Laura ocupa um dos poucos cargos de liderança criativa feminina no Brasil e ao longo da premiada carreira teve a oportunidade de trabalhar em grandes agências, para clientes nacionais e internacionais. Após sua graduação, no início dos anos 2000, entrou na DM9DDB e foi selecionada para representar o Brasil no Young Creatives, sendo a participante feminina mais jovem do programa.
Depois de ganhar uma concorrência, foi convidada para juntar-se ao time da DDB New York, onde viveu por cinco anos e trabalhou ao lado de clientes como Budweiser, Unilever, Philips e Johnson & Johnson. No retorno ao Brasil, trabalhou em agências como VMLY&R, DPZ&T e mais recentemente na Galeria, antes de retornar à DM9, no dia 20 de janeiro, para atender clientes como Claro, Burger King, Vigor e Centauro.
Ao longo de sua carreira, conquistou 16 leões de Cannes e outros prêmios internacionais e locais. Foi selecionada várias vezes para julgar festivais internacionais e, atualmente, iniciou um programa na Harvard Business School para executivas seniores.
Confira abaixo a entrevista do Women to Watch com a nova executiva da DM9.
Você acabou de assumir o cargo de VP de Criação da DM9. Quais são seus maiores desafios na função?
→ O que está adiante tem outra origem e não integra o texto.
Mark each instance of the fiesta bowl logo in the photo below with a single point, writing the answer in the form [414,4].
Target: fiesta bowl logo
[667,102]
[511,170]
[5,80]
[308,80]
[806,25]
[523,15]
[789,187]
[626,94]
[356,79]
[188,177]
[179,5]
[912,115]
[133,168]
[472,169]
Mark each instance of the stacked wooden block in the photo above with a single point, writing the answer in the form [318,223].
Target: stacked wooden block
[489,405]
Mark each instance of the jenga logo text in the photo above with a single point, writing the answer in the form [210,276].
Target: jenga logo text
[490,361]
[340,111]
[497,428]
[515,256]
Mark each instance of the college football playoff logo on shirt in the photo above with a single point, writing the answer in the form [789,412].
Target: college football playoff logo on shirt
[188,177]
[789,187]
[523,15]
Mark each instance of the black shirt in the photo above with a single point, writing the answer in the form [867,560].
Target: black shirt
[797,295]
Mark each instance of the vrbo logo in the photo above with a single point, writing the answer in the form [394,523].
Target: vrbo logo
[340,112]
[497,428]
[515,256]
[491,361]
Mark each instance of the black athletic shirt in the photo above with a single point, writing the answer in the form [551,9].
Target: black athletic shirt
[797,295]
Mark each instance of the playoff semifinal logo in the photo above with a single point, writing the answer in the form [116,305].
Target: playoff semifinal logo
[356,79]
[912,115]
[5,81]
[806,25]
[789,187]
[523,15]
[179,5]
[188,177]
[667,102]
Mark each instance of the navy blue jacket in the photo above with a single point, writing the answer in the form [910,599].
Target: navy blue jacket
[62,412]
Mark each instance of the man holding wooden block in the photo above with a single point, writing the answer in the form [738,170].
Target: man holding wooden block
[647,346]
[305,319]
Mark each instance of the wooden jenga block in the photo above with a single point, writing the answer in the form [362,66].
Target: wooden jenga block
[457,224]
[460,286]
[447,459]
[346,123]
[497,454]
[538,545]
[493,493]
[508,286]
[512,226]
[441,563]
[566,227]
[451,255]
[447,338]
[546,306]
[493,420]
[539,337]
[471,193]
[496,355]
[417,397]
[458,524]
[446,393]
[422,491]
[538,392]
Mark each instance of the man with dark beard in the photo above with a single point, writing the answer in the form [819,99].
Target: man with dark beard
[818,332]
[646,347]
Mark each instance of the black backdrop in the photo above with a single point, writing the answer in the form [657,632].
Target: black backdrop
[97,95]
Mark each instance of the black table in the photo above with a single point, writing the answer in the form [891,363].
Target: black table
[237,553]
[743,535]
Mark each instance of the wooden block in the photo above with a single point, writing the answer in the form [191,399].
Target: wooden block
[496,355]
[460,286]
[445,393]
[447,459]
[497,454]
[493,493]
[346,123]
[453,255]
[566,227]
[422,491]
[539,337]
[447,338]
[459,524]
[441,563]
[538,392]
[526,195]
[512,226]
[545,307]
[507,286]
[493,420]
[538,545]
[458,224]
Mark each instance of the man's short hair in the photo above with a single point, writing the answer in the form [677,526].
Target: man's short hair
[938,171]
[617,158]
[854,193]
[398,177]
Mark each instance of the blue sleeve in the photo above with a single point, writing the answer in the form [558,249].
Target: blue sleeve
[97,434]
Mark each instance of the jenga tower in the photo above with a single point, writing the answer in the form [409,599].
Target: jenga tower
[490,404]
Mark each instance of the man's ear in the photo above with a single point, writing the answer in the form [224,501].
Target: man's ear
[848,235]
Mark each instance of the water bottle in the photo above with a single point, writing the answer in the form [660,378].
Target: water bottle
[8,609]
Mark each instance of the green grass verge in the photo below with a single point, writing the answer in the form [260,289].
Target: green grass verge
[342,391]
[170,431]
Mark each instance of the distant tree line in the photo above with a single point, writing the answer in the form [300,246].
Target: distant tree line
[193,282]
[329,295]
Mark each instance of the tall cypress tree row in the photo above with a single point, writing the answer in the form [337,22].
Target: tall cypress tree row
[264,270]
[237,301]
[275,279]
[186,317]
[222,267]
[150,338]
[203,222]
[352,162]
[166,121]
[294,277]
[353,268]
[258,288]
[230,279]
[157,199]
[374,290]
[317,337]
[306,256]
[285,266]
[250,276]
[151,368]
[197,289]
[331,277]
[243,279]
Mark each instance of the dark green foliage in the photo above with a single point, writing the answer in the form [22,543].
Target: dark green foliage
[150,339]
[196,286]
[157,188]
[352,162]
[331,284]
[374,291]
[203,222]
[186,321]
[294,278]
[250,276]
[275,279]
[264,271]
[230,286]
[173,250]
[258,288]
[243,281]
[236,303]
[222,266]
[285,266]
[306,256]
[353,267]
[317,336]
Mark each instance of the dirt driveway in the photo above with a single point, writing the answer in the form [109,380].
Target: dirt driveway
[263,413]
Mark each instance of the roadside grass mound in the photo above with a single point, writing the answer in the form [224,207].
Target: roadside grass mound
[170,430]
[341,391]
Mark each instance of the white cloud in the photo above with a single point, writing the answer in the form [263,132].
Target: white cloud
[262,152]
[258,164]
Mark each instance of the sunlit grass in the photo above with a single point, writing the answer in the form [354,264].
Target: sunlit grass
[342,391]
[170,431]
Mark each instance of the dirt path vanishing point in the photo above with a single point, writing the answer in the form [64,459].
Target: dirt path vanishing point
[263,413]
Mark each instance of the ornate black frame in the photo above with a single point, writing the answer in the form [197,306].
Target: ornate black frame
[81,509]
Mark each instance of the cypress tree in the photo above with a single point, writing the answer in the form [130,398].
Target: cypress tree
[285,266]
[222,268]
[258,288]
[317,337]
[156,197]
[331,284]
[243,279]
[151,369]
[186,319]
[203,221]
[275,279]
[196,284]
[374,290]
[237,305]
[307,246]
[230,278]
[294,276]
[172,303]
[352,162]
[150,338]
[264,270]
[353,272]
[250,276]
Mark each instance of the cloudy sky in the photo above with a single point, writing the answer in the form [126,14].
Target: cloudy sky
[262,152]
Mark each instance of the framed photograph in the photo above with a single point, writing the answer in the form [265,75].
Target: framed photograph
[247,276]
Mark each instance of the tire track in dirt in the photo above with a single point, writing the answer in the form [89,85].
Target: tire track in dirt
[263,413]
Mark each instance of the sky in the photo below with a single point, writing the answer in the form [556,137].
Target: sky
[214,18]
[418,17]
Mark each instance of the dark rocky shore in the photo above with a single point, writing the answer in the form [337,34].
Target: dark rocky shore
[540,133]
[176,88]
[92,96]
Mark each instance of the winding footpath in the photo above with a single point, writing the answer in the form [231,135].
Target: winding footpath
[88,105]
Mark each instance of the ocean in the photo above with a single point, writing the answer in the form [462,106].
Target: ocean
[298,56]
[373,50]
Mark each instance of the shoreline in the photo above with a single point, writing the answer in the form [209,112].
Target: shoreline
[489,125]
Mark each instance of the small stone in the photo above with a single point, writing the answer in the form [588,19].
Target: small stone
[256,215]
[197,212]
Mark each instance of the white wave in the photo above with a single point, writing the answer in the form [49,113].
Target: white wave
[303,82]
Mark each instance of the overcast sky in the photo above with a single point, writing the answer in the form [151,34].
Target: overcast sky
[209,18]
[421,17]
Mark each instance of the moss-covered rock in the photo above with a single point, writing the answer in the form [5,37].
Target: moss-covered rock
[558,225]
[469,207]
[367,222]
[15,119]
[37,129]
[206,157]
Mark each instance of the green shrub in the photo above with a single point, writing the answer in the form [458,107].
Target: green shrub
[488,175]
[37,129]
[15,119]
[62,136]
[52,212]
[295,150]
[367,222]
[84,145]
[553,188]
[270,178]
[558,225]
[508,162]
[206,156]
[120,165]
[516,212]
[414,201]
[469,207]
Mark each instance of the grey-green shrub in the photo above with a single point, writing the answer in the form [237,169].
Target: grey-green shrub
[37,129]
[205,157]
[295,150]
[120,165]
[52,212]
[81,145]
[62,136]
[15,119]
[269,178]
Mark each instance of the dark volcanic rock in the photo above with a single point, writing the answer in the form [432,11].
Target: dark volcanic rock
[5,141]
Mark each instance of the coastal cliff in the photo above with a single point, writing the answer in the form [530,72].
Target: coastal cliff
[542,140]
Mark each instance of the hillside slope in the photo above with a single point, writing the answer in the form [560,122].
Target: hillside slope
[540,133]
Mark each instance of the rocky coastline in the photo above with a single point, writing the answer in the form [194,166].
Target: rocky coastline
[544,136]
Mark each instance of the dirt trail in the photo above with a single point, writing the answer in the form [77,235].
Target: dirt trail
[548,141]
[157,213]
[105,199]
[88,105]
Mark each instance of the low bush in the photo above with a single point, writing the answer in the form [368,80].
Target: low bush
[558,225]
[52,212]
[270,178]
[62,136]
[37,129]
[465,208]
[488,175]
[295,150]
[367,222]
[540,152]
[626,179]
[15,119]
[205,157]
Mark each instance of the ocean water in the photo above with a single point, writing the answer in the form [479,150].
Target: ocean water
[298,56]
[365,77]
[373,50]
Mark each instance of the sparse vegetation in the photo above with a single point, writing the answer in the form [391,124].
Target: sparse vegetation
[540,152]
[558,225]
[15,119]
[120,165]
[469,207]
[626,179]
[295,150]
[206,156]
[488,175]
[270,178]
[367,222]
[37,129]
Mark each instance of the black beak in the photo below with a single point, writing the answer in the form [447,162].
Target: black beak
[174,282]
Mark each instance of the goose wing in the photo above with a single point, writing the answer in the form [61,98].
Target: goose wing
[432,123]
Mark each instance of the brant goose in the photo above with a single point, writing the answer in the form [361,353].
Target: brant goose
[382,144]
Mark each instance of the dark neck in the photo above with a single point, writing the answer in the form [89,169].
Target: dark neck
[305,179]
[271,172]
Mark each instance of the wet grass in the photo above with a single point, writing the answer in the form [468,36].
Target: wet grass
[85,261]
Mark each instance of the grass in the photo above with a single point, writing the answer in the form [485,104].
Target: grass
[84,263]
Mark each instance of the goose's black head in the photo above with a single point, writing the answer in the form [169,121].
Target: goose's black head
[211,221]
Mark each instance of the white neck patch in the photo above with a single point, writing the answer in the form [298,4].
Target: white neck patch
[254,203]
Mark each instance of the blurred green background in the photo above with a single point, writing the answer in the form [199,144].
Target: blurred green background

Comecei minha carreira aqui, então esse retorno trouxe uma felicidade e um recado legal para mulheres e para o mercado, porque nossa profissão tem tetos de vidro. Tive muita felicidade de estar num lugar com uma oportunidade grande, e justamente a agência onde comecei. Sou de Belo Horizonte, então não sou do “mercado oficial”, e tive meu primeiro cargo em 2004. Eu estava há 4 anos na DM9, e tinha muita vontade de conhecer matriz da agência, que era em Nova York, e pedi para passar um mês de férias trabalhando lá. Eles me mandaram, e eu fiquei encantada com a cidade e com o escritório, e acabei ficando lá por cinco anos. Foi onde conheci o Ícaro, e sempre tive muita vontade de trabalhar com ele. Ele tem muita luz e uma paixão por criatividade. Foi muito generoso da parte dele ter pensado em mim no momento desse projeto, dessa nova fase da agência. Depois de alguns anos, ter oportunidade de voltar nessa nova fase, com novos clientes e uma nova equipe é uma grande alegria.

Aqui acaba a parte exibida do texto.